When I moved to England, they wouldn’t accept my American teaching qualifications, and insisted I did a post graduate certificate in education. I decided to do the nursery/infant course so that I could learn all the things about literacy that I should have known in Nigeria. Alas, I learned nothing at all about literacy, except to examine lots of primary literacy schemes! Over the next ten years of tackling poor literacy amongst perfectly intelligent secondary pupils, and reading my way through mountains of books on literacy, I realised that we didn’t really seem to know how human beings became fluently literate. We had theories, and teaching strategies that sometimes worked for some children, but not for all, and not very quickly.
For the most part, what I have read, what I have been advised by experts, what I have seen other teachers doing, and what I have heard at numerous courses and conferences, didn’t seem to offer an effective strategy for fluent literacy.
I am a fluent reader, writer and speller of English. Mostly I came upon these skills by myself, reading fairly well by the age of four.
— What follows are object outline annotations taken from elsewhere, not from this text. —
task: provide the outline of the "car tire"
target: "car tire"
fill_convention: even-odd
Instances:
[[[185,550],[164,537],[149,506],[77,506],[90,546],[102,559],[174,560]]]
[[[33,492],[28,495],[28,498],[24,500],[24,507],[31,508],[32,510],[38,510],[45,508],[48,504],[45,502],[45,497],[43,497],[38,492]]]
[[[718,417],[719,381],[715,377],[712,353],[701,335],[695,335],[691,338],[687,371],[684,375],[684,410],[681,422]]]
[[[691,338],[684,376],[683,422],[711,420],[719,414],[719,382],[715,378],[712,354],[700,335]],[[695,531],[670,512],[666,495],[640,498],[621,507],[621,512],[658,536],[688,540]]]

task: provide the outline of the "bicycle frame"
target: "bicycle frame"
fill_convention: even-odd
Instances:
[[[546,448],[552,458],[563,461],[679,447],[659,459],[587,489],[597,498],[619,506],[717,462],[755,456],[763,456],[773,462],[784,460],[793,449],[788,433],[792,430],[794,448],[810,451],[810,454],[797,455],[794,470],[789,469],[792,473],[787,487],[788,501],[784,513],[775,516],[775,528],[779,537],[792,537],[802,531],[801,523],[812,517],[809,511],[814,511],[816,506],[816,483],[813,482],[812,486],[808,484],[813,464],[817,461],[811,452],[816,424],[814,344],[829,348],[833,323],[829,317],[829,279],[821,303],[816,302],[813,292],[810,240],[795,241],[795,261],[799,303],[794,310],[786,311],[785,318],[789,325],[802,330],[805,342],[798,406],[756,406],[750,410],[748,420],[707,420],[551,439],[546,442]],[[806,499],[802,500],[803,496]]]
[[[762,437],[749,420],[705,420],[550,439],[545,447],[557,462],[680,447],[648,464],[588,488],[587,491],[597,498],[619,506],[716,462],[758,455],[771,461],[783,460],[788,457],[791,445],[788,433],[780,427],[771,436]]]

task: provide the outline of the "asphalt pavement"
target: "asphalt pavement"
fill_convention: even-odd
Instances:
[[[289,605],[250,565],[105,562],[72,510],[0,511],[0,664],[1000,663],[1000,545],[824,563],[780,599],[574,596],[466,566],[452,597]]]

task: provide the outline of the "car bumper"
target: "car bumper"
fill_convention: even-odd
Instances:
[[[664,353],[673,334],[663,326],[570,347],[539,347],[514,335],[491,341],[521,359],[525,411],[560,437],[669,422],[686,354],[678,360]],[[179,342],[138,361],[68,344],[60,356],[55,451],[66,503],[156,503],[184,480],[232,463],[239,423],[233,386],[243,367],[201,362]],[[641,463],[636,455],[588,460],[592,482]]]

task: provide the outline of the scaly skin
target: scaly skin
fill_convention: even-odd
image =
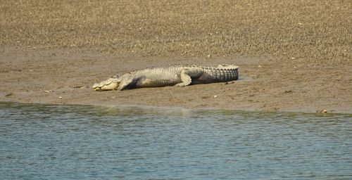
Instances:
[[[93,85],[96,91],[124,90],[140,87],[230,82],[239,78],[238,66],[219,65],[217,68],[196,65],[174,65],[147,68],[112,77]]]

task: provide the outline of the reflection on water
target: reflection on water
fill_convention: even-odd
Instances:
[[[0,103],[0,179],[348,179],[351,117]]]

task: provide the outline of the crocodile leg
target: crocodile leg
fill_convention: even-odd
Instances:
[[[134,84],[137,82],[137,80],[134,80],[132,78],[126,78],[121,80],[120,85],[118,86],[118,90],[122,91],[127,86],[132,86]]]

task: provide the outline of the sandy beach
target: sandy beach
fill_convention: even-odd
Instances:
[[[0,101],[351,113],[351,3],[251,2],[4,2]],[[239,79],[92,89],[149,67],[222,63]]]

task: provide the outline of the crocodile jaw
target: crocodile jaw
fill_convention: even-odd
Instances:
[[[116,79],[110,78],[101,82],[94,84],[92,87],[95,91],[115,90],[118,89],[119,84],[120,82],[117,82]]]

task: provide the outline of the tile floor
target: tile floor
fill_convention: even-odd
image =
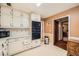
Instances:
[[[67,51],[52,45],[41,45],[40,47],[22,52],[15,56],[66,56]]]

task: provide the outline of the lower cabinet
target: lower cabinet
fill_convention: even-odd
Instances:
[[[21,51],[31,48],[30,43],[30,40],[26,37],[10,39],[8,43],[8,55],[15,55]]]
[[[32,41],[32,46],[33,47],[37,47],[37,46],[40,46],[41,44],[40,44],[40,39],[37,39],[37,40],[33,40]]]
[[[67,44],[68,56],[79,56],[79,43],[68,41]]]
[[[33,40],[29,37],[0,40],[0,56],[15,55],[40,45],[40,39]]]

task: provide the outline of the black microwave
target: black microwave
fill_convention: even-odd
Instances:
[[[5,38],[10,36],[10,31],[0,31],[0,38]]]

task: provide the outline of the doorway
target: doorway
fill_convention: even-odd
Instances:
[[[54,45],[67,50],[68,17],[54,20]]]

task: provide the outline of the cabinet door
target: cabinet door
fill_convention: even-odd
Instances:
[[[2,56],[2,50],[0,50],[0,56]]]
[[[27,39],[26,37],[22,38],[23,40],[23,49],[27,50],[31,48],[31,40]]]
[[[8,55],[13,55],[22,51],[22,42],[17,40],[15,42],[10,42],[8,47]]]
[[[37,40],[33,40],[32,41],[32,46],[33,47],[37,47],[37,46],[40,46],[40,45],[41,45],[40,39],[37,39]]]
[[[23,28],[29,28],[30,20],[29,20],[28,14],[23,13],[21,21],[22,21]]]

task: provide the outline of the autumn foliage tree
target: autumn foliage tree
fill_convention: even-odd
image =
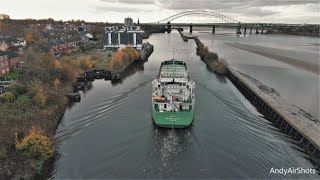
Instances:
[[[28,157],[48,159],[54,153],[53,142],[44,132],[33,126],[26,136],[21,140],[18,139],[18,134],[15,133],[15,147],[17,150],[26,153]]]
[[[44,94],[43,83],[34,78],[28,85],[28,90],[30,95],[33,97],[33,102],[38,106],[45,106],[46,104],[46,95]]]

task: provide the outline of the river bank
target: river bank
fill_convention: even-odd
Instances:
[[[93,64],[87,58],[57,60],[33,52],[27,52],[25,62],[23,74],[1,95],[3,178],[31,179],[51,160],[55,151],[53,135],[68,102],[65,95],[81,71]]]
[[[249,44],[240,44],[240,43],[225,43],[225,44],[231,47],[235,47],[235,48],[256,53],[265,57],[269,57],[277,61],[284,62],[301,69],[305,69],[315,74],[320,73],[319,62],[316,63],[316,62],[311,62],[310,60],[307,60],[307,59],[301,60],[299,58],[296,58],[299,55],[297,55],[296,57],[288,57],[281,53],[275,53],[274,48],[262,47],[259,45],[249,45]]]
[[[142,58],[147,60],[152,51],[153,46],[148,44],[143,51]],[[139,69],[141,67],[139,63],[131,64],[142,61],[140,54],[134,49],[122,49],[115,54],[91,50],[59,60],[45,54],[35,53],[28,54],[26,58],[23,75],[1,96],[1,178],[32,179],[49,176],[52,170],[50,167],[58,156],[54,146],[48,149],[50,153],[44,158],[38,151],[17,149],[17,143],[29,143],[30,147],[43,149],[41,142],[39,144],[37,141],[26,141],[26,138],[32,137],[29,137],[30,129],[35,127],[39,129],[39,135],[48,137],[46,141],[54,145],[55,130],[67,105],[70,104],[66,95],[84,88],[81,83],[82,78],[79,77],[91,72],[89,74],[94,75],[94,79],[95,69],[108,69],[115,74],[125,76],[132,73],[129,72],[129,68]],[[115,66],[119,62],[121,62],[120,65]],[[102,76],[105,77],[105,74]],[[39,77],[41,78],[38,79]],[[85,79],[86,82],[87,80]],[[16,142],[15,133],[18,134]]]
[[[80,92],[81,102],[66,110],[55,136],[60,156],[50,178],[281,179],[283,174],[269,173],[271,167],[314,168],[309,156],[226,77],[209,71],[195,43],[183,42],[176,31],[153,34],[148,41],[155,49],[143,69],[119,84],[93,81],[90,91]],[[151,119],[151,81],[177,46],[175,58],[187,63],[197,86],[194,122],[184,130],[159,129]]]
[[[210,53],[208,48],[198,38],[195,38],[195,41],[197,43],[197,54],[201,58],[207,59],[208,53]],[[226,44],[228,45],[228,43]],[[214,59],[218,59],[217,54],[215,54]],[[207,65],[209,64],[208,61],[205,62]],[[320,121],[318,119],[301,108],[288,104],[274,89],[238,72],[231,66],[226,67],[225,74],[265,117],[297,140],[297,143],[312,157],[311,161],[313,163],[317,166],[320,165]]]

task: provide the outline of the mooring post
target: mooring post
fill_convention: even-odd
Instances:
[[[310,142],[308,143],[308,145],[307,145],[307,147],[306,147],[306,149],[308,149],[308,147],[310,146]]]
[[[291,127],[291,131],[289,132],[289,135],[291,134],[292,130],[293,130],[293,127]]]
[[[303,141],[303,139],[304,139],[304,137],[302,136],[302,138],[301,138],[300,142],[302,142],[302,141]]]
[[[241,23],[237,26],[237,34],[241,34]]]
[[[313,150],[313,152],[312,152],[312,155],[314,155],[314,153],[317,151],[317,148],[316,147],[314,147],[314,150]]]

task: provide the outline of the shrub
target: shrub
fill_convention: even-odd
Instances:
[[[34,78],[28,85],[29,94],[33,96],[33,102],[36,105],[44,106],[46,104],[46,95],[44,94],[44,86],[42,82]]]
[[[23,83],[13,83],[8,88],[9,91],[11,91],[15,96],[23,95],[27,92],[27,87]]]
[[[5,92],[5,93],[0,95],[0,100],[3,101],[3,102],[13,102],[15,99],[16,99],[16,97],[10,91]]]
[[[16,100],[16,105],[20,109],[27,109],[31,105],[31,99],[27,95],[20,95]]]
[[[25,152],[28,157],[48,159],[54,153],[54,146],[41,129],[33,126],[20,142],[15,133],[15,147],[18,151]]]

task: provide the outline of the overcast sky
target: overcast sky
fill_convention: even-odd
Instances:
[[[320,0],[0,0],[0,14],[11,18],[83,19],[86,21],[155,22],[175,13],[206,9],[241,22],[320,23]],[[173,22],[222,22],[210,16],[188,16]]]

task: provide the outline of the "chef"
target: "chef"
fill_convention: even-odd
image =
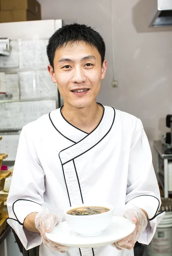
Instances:
[[[49,39],[48,70],[64,106],[21,131],[7,206],[9,224],[26,250],[40,256],[131,256],[148,244],[164,213],[141,121],[96,102],[107,67],[101,35],[73,23]],[[48,240],[70,206],[113,205],[135,224],[125,239],[101,247],[70,248]]]

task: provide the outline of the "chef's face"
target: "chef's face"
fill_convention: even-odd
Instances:
[[[107,64],[105,60],[102,65],[96,48],[82,41],[68,43],[56,50],[54,63],[54,70],[50,65],[48,70],[65,106],[84,108],[96,102]]]

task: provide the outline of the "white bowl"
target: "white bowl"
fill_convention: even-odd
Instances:
[[[100,207],[107,208],[109,211],[89,215],[75,215],[68,214],[67,212],[76,208],[83,207]],[[112,221],[113,207],[110,204],[80,204],[68,208],[64,211],[66,222],[70,229],[82,236],[95,236],[100,235],[107,228]]]

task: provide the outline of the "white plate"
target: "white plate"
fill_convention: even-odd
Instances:
[[[70,247],[92,248],[116,242],[132,233],[135,224],[127,218],[113,216],[109,227],[100,235],[85,237],[71,231],[66,221],[57,225],[52,231],[46,233],[47,238],[58,244]]]

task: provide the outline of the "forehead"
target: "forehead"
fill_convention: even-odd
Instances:
[[[69,58],[72,57],[73,59],[81,59],[88,55],[93,55],[97,59],[101,58],[97,49],[93,46],[82,41],[70,42],[56,50],[54,59],[58,61],[62,58],[67,56]]]

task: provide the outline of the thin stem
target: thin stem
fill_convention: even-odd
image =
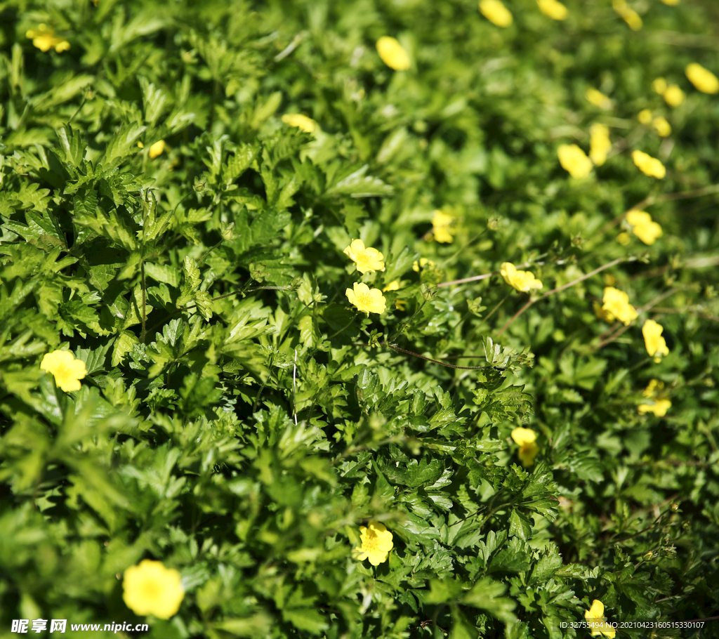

By the age of eight I had the literacy skills of an average university student. It wasn’t until this age that I learned phonetics. I hadn’t needed them to be literate.
That doesn’t mean that I can read every word, of course. Occasionally when I am reading, I come across a word that is unfamiliar. I may stop, sound it out perhaps, maybe guess its meaning by the ‘family’ it belongs to, perhaps by the sentence context, or maybe I have to go and look it up to understand the sentence. Or I could decide that it isn’t important and ignore it. This is a slow and laborious process which interrupts my understanding of the text, and may mean that I have to go back and re-read several sentences.
Sometimes when I am writing, I want to write a word which I do not know the spelling for. I have to stop, say the word to myself, decide if it can be sounded out, maybe look it up, or if I don’t have a dictionary, find another word that means what I want to say, and which I know how to spell. This is also a slow and laborious process, and stops my train of thought.
Yet, these two processes, which as a fluent reader I only use when stuck, when my usual fluent skills aren’t working, are exactly the processes we teach to children as the way to read, write and spell. Wouldn’t it be kinder to teach them the fluent method?
In my early study of NLP skills, I came across Robert Dilts’ spelling strategy, which he modelled from many good spellers. Modelling is an NLP term meaning that he discovered the internal mental strategy, the physical and mental states, and the external behaviour which are involved in performing a skill, in this case spelling English words.
Because neither of my children could spell, and I had no idea how to teach them, I was fascinated by this concept. I checked it out in my own head, and it seemed to be what I did. I taught it to my children (23 and 25 by then) in about an hour, and suddenly they could spell. For the last 20 years I have been teaching a process for installing Dilts’ strategy in anyone’s head. It always works. It’s always easy. I called it Magical Spelling®. As time went on, I discovered that many children whom we taught to spell this way, dramatically improved in reading and writing as well. At first we put it down to increased confidence, but the improvement was much more systemic than that.
In thinking about what we were teaching when we teach someone to spell with the Magical Spelling® technique, I realised that it might well be part of a circular process, a loop, that enables human beings to become literate. Some people seem to happen upon this process effortlessly. Some people make the connection themselves, while being taught reading at school, though they never seem to have been taught the ‘loop’ itself. Some people never make the connection, and devise some alternative process that allows them to decipher written information in an ineffective and inefficient process that never evolves to fluent literacy. Some never learn to read or write at all.
We are calling that ‘effortless’ group natural readers, spellers, writers. We have been modelling some of these people, and are gaining an insight into how they do this. We think you can quickly and easily teach other people to do it; maybe everyone. This is our first attempt at how it could be done.